Pas de voile pour les hôtesses d’Air France qui pourront refuser de se rendre à Téhéran. Les stewards gay de la compagnie demandent également de pouvoir bénéficier de cette mesure. Mais pourquoi le problème ne s’est-il pas posé avant avec d’autres villes desservies par Air France ?

Il y a peu, en plein débat sur le voile en France, les hôtesses de l’air de la compagnie Air France demandaient de pouvoir refuser de voyager à Téhéran, alors que la ligne Paris-Téhéran sera ouverte dès dimanche prochain. Leur grief ? Elles refusaient de porter le voile qu’on leur impose à la sortie de l’avion en Iran. Après un bras fer avec la direction, elles ont finalement obtenu gain de cause : elles bénéficieront d’un « dispositif d’exception » qui leur permettra de refuser de se déplacer en Iran, sans répercussion sur leur salaire ou sur leur planning de travail.

Une éthique à plusieurs vitesses

Désormais, c’est aux stewards gays de la compagnie de demander la même mesure. Une pétition vient d’être mise en ligne par ces stewards pour qui, si « la sexualité n’est pas écrite sur les passeports et ne change pas la façon des membres d’équipage de travailler, (…) pour des raisons autant morales qu’humaines, il est inconcevable de forcer quelqu’un à se rendre dans un pays où ses semblables sont condamnés pour qui ils sont. » Il est vrai qu’en Ira, les homosexuels peuvent écoper de peines de prison, du fouet ou de la peine de mort. « Si la décision économique d’ouvrir les vols sur Téhéran peut se comprendre, l’enjeu moral est différent. Les droits de l’homme dans ce pays sont quasi inexistants. Or, le groupe Air France-KLM s’est doté pour l’ensemble des deux compagnies et de leurs filiales d’une Charte sociale et éthique, symbole des valeurs et des droits qui fondent notre identité », expliquent les signataires de la pétition.

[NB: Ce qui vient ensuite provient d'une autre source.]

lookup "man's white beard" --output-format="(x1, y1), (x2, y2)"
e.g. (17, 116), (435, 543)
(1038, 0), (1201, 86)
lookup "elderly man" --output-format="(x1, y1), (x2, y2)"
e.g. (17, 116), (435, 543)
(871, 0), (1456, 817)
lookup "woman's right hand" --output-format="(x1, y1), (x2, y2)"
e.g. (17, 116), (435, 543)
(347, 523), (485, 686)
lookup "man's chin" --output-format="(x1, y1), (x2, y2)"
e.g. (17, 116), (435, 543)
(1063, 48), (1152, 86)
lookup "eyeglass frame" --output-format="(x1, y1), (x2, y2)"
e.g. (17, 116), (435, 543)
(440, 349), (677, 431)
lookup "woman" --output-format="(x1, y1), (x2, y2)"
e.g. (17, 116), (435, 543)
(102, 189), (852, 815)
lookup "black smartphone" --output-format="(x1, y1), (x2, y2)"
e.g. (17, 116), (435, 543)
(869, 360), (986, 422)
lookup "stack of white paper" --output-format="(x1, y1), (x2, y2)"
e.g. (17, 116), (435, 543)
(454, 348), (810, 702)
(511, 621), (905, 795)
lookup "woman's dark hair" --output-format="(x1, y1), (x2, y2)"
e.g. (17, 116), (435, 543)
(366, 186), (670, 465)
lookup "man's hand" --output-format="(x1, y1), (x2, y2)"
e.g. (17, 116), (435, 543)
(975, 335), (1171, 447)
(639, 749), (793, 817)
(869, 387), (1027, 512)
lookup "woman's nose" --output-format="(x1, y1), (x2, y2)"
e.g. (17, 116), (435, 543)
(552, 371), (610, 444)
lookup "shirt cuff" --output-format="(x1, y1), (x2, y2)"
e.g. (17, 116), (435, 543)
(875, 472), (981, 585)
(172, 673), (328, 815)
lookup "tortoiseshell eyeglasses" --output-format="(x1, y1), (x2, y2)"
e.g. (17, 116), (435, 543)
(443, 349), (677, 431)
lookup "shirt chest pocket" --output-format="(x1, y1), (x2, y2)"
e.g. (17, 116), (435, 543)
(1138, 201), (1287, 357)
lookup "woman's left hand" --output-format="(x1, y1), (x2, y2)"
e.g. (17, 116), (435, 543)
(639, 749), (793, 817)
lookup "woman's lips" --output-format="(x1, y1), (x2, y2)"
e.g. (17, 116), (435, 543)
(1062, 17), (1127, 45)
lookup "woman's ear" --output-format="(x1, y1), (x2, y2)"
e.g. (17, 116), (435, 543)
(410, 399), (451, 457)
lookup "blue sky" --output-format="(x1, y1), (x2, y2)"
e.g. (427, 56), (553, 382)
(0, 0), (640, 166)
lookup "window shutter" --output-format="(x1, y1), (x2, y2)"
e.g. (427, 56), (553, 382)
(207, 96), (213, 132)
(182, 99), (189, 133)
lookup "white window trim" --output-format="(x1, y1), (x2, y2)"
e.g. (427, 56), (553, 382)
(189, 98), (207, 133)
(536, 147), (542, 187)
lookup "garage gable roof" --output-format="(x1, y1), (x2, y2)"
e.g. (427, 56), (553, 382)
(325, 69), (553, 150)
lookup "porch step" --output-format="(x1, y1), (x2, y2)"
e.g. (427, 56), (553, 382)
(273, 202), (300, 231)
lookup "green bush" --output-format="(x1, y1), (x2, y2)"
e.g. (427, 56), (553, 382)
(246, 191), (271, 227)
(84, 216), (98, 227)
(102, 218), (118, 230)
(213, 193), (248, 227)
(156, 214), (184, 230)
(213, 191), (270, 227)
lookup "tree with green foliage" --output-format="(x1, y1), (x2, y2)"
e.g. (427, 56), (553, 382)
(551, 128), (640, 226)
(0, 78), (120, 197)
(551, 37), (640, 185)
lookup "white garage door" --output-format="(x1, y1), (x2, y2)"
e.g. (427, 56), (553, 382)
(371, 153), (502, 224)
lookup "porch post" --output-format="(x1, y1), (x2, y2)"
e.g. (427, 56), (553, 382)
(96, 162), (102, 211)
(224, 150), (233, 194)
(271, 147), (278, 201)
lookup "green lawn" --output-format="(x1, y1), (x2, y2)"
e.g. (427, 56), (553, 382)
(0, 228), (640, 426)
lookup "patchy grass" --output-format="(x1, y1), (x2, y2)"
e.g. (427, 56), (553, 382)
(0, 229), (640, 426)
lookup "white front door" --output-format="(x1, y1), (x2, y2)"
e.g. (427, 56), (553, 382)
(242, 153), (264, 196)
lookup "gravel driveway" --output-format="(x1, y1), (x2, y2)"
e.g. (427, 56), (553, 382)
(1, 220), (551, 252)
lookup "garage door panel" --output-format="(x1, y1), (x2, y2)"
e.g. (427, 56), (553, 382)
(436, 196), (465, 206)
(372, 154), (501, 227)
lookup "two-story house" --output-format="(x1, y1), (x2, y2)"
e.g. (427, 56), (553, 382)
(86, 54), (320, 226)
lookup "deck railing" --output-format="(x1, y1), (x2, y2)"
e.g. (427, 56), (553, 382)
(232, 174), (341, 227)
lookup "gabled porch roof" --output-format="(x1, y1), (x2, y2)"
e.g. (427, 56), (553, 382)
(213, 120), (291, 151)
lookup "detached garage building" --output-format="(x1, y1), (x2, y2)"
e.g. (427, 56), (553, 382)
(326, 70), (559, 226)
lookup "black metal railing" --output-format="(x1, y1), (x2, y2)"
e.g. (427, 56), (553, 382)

Une demande qui serait tout à fait compréhensible si cette prise de conscience était intervenue un peu plus tôt. Car Air France dessert d’autres pays dans lesquels l’homosexualité est punie : en Tunisie par exemple — où la loi prévoit trois ans de prison pour les homosexuels —, mais aussi en Arabie Saoudite ou encore en Russie, où être gay n’est pas de tout repos. Quitte à faire appel à une « Charte sociale et éthique », les stewards et hôtesses d’Air France pourraient également déplorer l’illégalité de la colonisation israélienne et refuser de ses rendre à Tel Aviv. L’éthique pourrait également les freiner dans leurs voyages vers certains pays asiatiques où les droits des enfants son bafoués.